Читая «Доктора Фаустуса», мы видели в нем не только повествование о жизни некоего злосчастного немецкого композитора, мы прочли историю кризиса буржуазной культуры, эпопею модернизма (произнесем наконец это слово, ни разу не встречающееся в романе). И это так и должно быть, так мыслил и сам писатель. Но, думается, все же хорошо, что он мало пользовался определениями, кончающимися на «изм», а показывал людей – Леверкюна, Цейтблома, Брейзахера. Это помогает нам, слишком привыкшим оперировать «измами», почувствовать всю жизненную, живую, историческую сложность, которая за ними кроется, и внести в них необходимую дифференциацию: в этом насущная ценность жанра «художественного исследования».

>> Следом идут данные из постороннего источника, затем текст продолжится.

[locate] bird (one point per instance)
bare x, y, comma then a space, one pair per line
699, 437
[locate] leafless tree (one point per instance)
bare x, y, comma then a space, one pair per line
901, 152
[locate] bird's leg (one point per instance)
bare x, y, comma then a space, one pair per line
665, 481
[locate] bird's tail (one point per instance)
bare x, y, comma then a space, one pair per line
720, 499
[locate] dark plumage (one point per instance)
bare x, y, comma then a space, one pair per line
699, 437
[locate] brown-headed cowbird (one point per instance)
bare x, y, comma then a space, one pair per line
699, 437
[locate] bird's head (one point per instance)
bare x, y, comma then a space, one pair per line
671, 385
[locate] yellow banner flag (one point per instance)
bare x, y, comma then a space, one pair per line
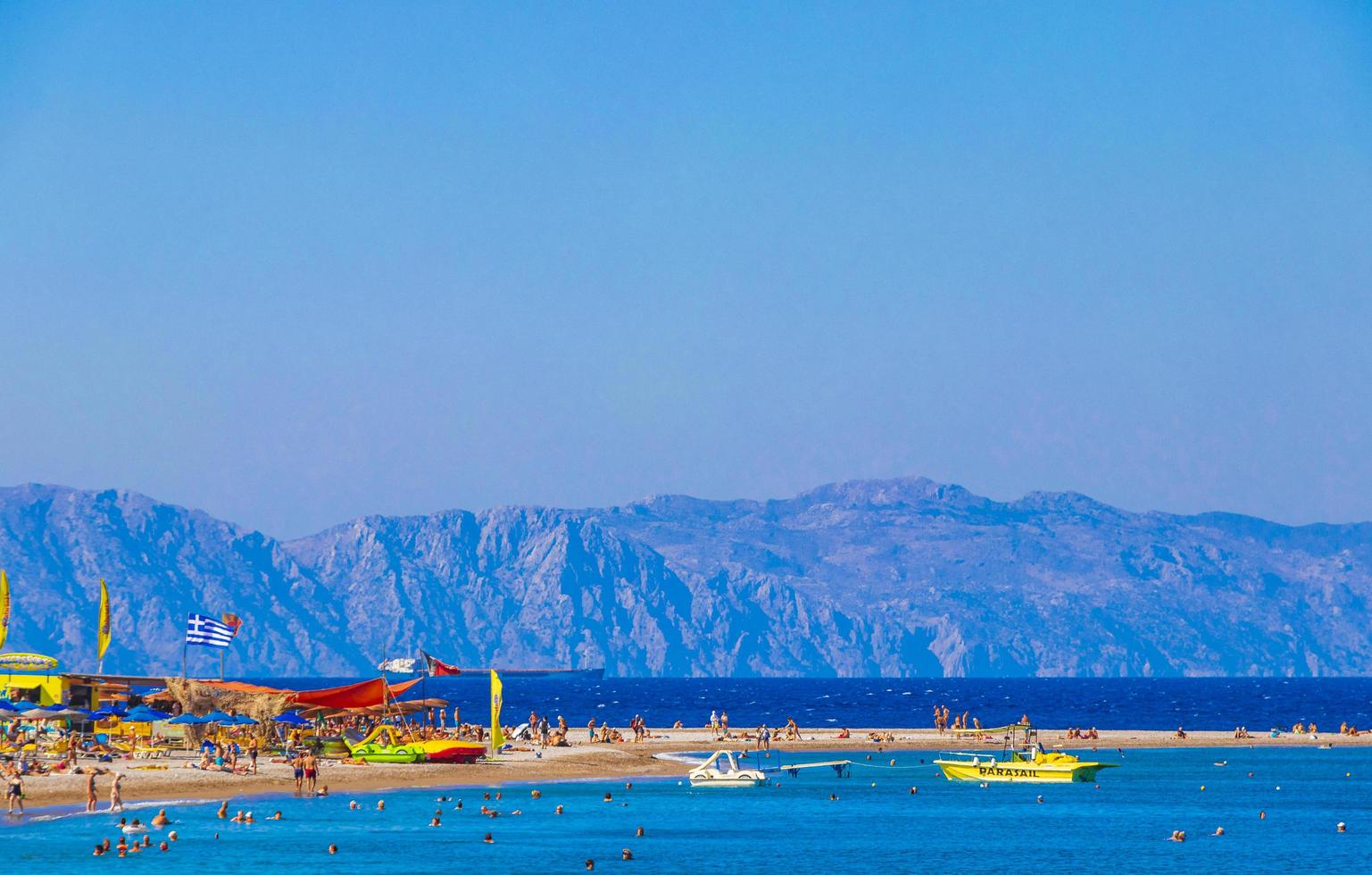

Давно и всеми признано, что образы искусства не должны быть ходячими тезисами. Но разве отсюда следует, что теоретические обобщения обречены быть тезисами и только тезисами? Гипноз тезиса, термина и схемы порой так велик, что заслоняет действительность. Создав систему терминов, теоретик озабочен тем, чтобы все явления, какие есть, были и будут, распределить по этой системе, и если уж он «прикрепил» то или иное явление к термину, то отсюда как бы автоматически вытекает и его оценка. Но часто она расходится с оценкой истории, не говоря уже об оценке со стороны эстетического чувства и «человеческого понятия»!
Ведь какой соблазн, с точки зрения схемы, поместить в одну «клеточку» Леверкюна и Брейзахера. Казалось бы, для этого есть основания. Но вот Томас Манн показывает, что они отличаются друг от друга, как небо от земли, несмотря на все совпадения, потому что ничего не имеют общего их «сокрытые двигатели». А Леверкюн и Цейтблом, при полном отсутствии «концепционных» совпадений, очень близки между собой, настолько близки, что писатель даже говорит об их тождестве. Критерий «сокрытого двигателя» – это не тот критерий, которым можно пренебречь. Суд истории им никогда не пренебрегает.

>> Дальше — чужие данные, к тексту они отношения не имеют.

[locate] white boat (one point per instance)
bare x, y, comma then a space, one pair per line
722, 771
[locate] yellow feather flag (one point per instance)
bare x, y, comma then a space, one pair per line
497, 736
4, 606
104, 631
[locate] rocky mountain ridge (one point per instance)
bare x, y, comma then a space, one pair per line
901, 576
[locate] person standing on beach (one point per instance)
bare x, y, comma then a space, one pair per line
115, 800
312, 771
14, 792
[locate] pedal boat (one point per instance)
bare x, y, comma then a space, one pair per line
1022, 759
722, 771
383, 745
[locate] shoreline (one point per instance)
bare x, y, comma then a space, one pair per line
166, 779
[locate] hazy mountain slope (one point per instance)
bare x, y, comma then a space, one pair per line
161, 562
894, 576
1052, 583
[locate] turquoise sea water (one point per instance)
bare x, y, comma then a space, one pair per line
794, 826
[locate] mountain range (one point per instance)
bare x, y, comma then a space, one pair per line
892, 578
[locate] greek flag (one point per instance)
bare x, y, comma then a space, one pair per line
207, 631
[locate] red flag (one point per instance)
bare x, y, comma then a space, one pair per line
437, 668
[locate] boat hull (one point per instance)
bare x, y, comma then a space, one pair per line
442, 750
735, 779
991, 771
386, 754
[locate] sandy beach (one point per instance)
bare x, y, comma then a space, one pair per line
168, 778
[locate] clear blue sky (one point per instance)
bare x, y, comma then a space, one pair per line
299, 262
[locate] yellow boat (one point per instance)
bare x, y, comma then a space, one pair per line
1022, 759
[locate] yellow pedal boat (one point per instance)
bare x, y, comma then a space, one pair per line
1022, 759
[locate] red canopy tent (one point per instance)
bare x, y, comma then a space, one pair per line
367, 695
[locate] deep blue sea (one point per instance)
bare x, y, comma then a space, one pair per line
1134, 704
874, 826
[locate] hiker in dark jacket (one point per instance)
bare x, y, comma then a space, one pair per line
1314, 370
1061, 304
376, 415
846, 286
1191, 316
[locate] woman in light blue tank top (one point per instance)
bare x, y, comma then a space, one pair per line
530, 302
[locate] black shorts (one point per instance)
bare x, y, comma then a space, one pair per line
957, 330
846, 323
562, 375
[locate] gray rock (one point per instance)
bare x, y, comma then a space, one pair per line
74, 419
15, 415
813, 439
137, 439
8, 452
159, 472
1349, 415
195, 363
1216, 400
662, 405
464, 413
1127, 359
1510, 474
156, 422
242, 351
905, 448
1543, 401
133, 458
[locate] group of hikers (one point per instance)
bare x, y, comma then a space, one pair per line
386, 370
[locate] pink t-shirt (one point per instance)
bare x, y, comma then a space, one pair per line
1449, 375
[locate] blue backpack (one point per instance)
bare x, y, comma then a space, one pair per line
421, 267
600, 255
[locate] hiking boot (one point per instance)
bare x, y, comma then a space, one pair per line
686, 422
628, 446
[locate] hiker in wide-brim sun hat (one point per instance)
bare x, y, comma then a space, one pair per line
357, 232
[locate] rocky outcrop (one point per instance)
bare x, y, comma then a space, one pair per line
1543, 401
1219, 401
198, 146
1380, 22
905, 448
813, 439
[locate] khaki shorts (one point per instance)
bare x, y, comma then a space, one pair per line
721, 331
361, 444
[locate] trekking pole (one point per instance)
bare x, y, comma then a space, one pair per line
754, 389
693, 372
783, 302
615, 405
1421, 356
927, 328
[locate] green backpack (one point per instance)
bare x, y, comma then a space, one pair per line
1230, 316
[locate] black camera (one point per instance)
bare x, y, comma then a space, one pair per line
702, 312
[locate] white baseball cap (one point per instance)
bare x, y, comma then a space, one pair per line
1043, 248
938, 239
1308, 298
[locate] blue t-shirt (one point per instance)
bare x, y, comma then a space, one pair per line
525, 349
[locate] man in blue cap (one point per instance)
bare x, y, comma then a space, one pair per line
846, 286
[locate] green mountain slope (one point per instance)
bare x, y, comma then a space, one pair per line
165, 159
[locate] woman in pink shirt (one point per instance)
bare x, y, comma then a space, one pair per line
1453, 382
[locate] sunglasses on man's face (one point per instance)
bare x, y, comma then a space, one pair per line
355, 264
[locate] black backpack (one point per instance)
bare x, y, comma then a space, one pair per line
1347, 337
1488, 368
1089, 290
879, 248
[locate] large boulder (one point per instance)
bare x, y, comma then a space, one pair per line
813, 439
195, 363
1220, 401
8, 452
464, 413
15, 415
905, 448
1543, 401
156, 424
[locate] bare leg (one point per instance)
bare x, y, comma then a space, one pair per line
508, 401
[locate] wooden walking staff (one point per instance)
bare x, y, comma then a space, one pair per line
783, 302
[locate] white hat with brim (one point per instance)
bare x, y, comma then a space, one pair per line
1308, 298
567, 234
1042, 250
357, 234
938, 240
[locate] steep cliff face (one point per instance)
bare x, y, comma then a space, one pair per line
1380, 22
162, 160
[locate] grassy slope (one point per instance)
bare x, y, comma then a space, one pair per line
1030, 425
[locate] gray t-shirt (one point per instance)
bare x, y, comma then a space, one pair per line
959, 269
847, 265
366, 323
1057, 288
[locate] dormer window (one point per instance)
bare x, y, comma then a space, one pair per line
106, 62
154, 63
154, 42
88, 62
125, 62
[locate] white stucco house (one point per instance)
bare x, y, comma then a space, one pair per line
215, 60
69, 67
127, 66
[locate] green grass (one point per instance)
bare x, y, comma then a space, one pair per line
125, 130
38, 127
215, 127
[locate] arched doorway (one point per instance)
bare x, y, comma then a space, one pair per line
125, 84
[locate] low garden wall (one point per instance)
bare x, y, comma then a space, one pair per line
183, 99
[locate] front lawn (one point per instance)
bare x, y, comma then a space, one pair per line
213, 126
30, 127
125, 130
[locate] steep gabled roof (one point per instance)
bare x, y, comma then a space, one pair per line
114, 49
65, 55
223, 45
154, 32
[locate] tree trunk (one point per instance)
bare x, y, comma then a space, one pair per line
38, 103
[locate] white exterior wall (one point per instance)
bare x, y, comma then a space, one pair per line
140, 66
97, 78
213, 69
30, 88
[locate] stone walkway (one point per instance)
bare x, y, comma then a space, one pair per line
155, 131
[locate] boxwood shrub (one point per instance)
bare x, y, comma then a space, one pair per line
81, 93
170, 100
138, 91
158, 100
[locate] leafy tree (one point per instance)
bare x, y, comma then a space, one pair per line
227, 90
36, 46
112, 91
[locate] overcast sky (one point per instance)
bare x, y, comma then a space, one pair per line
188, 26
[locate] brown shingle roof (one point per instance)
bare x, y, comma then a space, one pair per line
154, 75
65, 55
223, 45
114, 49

Фетишизируя понятие «модернизма» и подразумевая под этим явления весьма разные (порой по совершенно внешним признакам совпадений и сходств), мы часто торопимся с альтернативой: обвинить или оправдать, предать проклятию или спеть осанну? Это, собственно, подход богословский. Мудрее и справедливее постараться
Следя за историей Леверкюна, мы понимаем, что его вина есть вместе с тем и подвиг, но подвиг не снимает с него вины. Он мог не продавать душу дьяволу, он не был фатально принужден к тому, чтобы, замкнувшись в келью индивидуализма, сделать свое искусство «непросветленным» возгласом отчаяния, одиночества. Был и другой путь, другие выходы, которые ему виделись и самому, которые он сам связывал с будущим искусства. Неверно сказать: он только таким и мог быть в условиях жестокого социального кризиса, он – его простая функция. Человек, художник не функция: у него есть свобода выбора пути.

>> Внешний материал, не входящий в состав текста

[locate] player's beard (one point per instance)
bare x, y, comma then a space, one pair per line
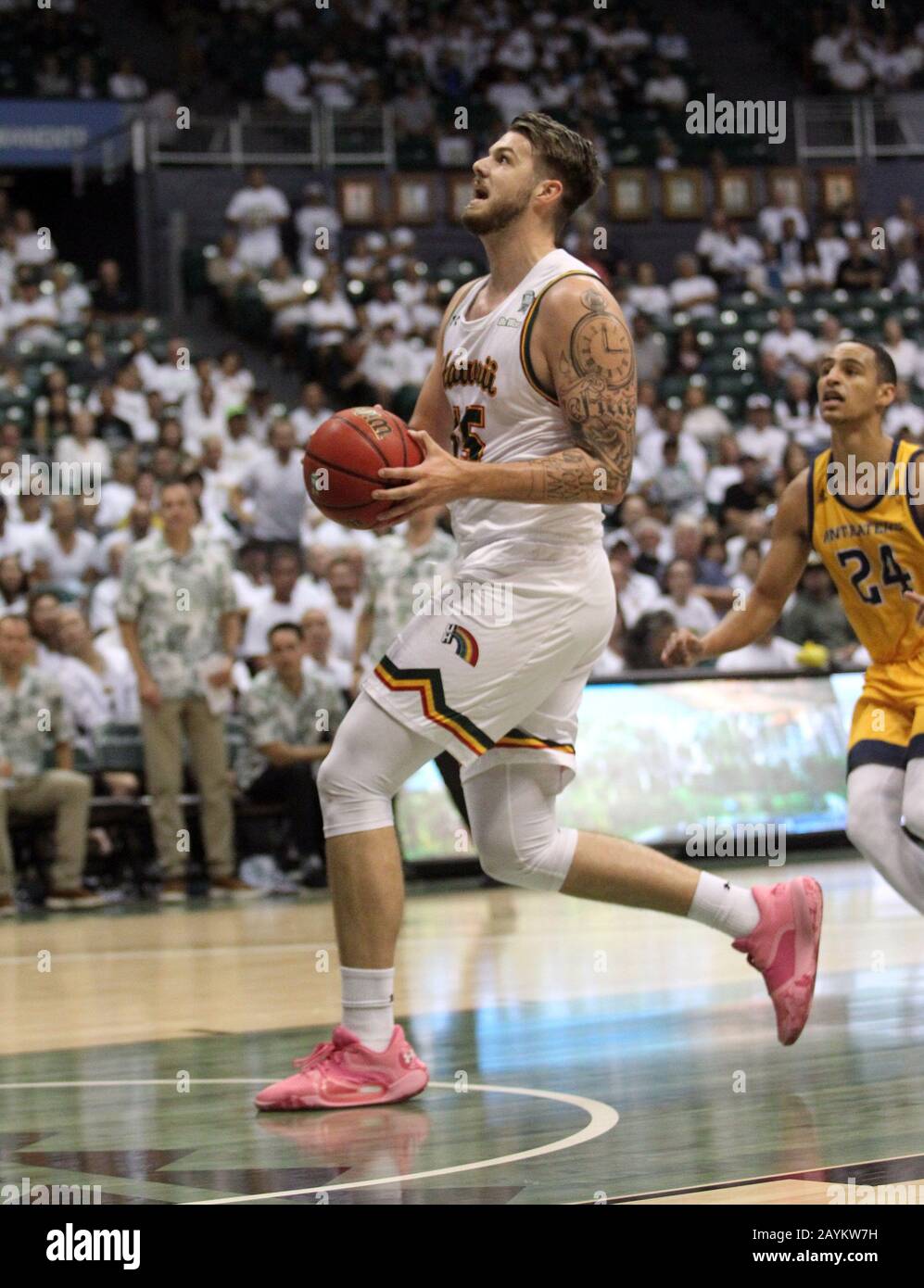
495, 215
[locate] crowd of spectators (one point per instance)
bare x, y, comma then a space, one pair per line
591, 67
851, 53
88, 380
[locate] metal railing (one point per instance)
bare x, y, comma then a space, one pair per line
857, 129
320, 137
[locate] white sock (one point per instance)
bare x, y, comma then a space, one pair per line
723, 905
369, 1004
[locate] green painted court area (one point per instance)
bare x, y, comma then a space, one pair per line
643, 1080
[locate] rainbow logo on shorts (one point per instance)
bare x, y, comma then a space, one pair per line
465, 643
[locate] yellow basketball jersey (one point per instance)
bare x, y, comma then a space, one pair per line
874, 553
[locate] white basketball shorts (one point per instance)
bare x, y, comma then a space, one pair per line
497, 663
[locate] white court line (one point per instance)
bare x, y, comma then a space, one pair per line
602, 1117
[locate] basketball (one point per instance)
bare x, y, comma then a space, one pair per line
343, 460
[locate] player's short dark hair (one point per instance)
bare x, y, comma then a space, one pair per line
885, 367
285, 626
564, 155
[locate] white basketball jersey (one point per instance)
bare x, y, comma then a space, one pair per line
501, 413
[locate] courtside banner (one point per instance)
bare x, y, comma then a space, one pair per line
48, 134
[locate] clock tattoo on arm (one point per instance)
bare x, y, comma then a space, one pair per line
596, 383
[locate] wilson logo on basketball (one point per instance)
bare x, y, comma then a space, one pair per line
376, 423
464, 643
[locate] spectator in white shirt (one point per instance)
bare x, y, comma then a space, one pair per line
689, 610
725, 473
174, 377
832, 250
284, 296
251, 587
905, 353
316, 221
201, 416
274, 487
320, 660
257, 211
313, 411
772, 219
385, 309
32, 316
261, 412
80, 448
106, 591
636, 591
29, 246
672, 44
735, 257
904, 415
907, 276
691, 452
794, 410
330, 316
511, 95
240, 448
691, 291
346, 607
285, 84
900, 225
632, 40
848, 71
291, 595
791, 346
702, 418
386, 363
66, 555
665, 88
13, 585
712, 237
646, 296
761, 438
72, 297
125, 84
232, 380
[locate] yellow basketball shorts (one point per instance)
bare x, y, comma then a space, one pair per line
888, 720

Но пусть он все-таки «заключил сделку с чертом» – это еще не предрешает безапелляционного обвинительного приговора истории. «Может быть хорошим сотворенное во зле» – нужно только видеть, во имя чего и как взял на себя художник бремя зла своего времени. «Человеческого понятия» на это достанет.
В трагическом образе Леверкюна видятся черты другого образа, созданного художником, которого Томас Манн, вероятно, не знал, но чья творческая личность и судьба до странности сходны с личностью и судьбой вымышленного композитора. Видится облик «Демона поверженного» Врубеля.
Центральная, внутренняя, сквозная проблема «Доктора Фаустуса», поставленная в различных «временных сечениях» – в плане искусства, философии, нравственности, – это проблема выхода к новому гуманизму. В конечном счете это основная проблема культуры на переломе эпох, на переходе от старой к новой формации. У таких художников, как Врубель, как Блок, как Пикассо – очень разных, – она почувствована с остротой необычайной, предельной. Блок размышлял над ней вполне сознательно; его большая статья 1919 года «Крушение гуманизма» перекликается вплоть до деталей с идеями Манна.